19. Choose the first complete sequence that encodes FMRP (recalling what "FMRP" stands for) -- it will say "complete cds" in the descriptor line -- and is long enough to contain the sequence you found earlier. Avoid FRMP interacting protein, which is different from FMRP itself. Get the sequence from it as before.

SQ15. Why does the sequence end with so many A's? (perhaps the annotation can provide some insight -- take a look at the misc_difference fields)

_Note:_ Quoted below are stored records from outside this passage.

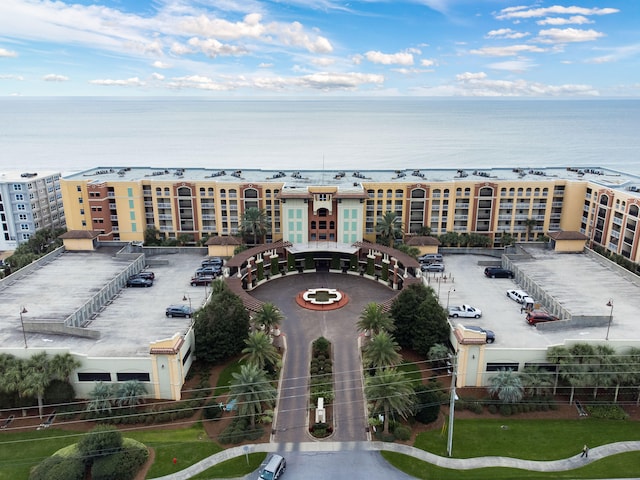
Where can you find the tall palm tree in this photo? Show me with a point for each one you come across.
(382, 351)
(507, 386)
(536, 381)
(100, 399)
(130, 393)
(252, 392)
(389, 227)
(391, 393)
(269, 316)
(260, 351)
(374, 319)
(255, 222)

20. Find your way to Blast, repeating Step 11, but this time choose nucleotide blast, using a DNA query to search a database of DNA sequences (or -- here's a short cut -- simply click Run BLAST near the top right of the mRNA's page). Again paste the sequence into the window (or paste the GenBank LocusID). (This time you may or may not need to change the defaults, specifying that the database is not the human genome but rather Others). Under Program Selection, Optimize for, choose "Somewhat similar sequences". Now click the Blast button. When the results are returned (maybe a minute), you'll see that there are tons of hits as before, but this time there are many mammalian sequences with multiple differences with respect to the human sequence. But never mind that -- we're after flies. So go back to the submission page and specify Drosophila melanogaster as the organism and Blast again.

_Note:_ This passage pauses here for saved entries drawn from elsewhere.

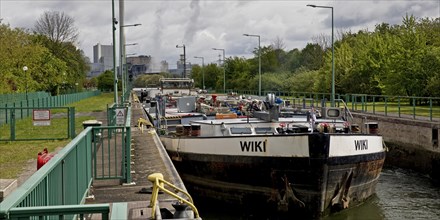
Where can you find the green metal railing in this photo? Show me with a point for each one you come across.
(59, 187)
(63, 180)
(39, 100)
(420, 108)
(63, 121)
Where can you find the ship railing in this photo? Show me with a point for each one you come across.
(347, 110)
(158, 184)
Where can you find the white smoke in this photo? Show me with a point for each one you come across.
(193, 23)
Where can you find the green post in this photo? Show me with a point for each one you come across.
(12, 121)
(128, 153)
(414, 107)
(374, 105)
(386, 106)
(71, 121)
(430, 109)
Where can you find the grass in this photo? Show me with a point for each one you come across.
(16, 154)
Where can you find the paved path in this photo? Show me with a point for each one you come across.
(149, 157)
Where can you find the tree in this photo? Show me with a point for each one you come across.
(312, 57)
(105, 81)
(57, 26)
(17, 49)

SQ16. How long is the best hit?

SQ17. How good (E-value) is the best hit? What does that mean? What's the E-value of the best hit that doesn't include the poly-A tail?

Why such a difference between the protein and nucleotide blasts?

SQ18. How can it be that the protein search gave long matches with extremely low expect values (definitely not merely by chance) but the nucleotide search found just tiny snippets?

One last trick. Get back to the BLAST front page, either starting over at NCBI or using the browser back button several times. This time choose BLASTX, which takes your nucleotide sequence and translates in all six possible reading frames before comparing the translated sequences against all known proteins. Paste in the human FMRP nucleotide sequence, choose Drosophila melanogaster as the target organism and go. (This might take about six times as long as your previous Blast)

SQ19. You used as query the same sequence as a moment ago, used as target the same organism... why are the results so different?

SQ20. Suppose that you have a mysterious phage gene and you'd like to know what it might do. Your plan is to use the gene to search for similar genes amongst all that are known. What general advice can you now offer yourself about the best way to achieve your goal?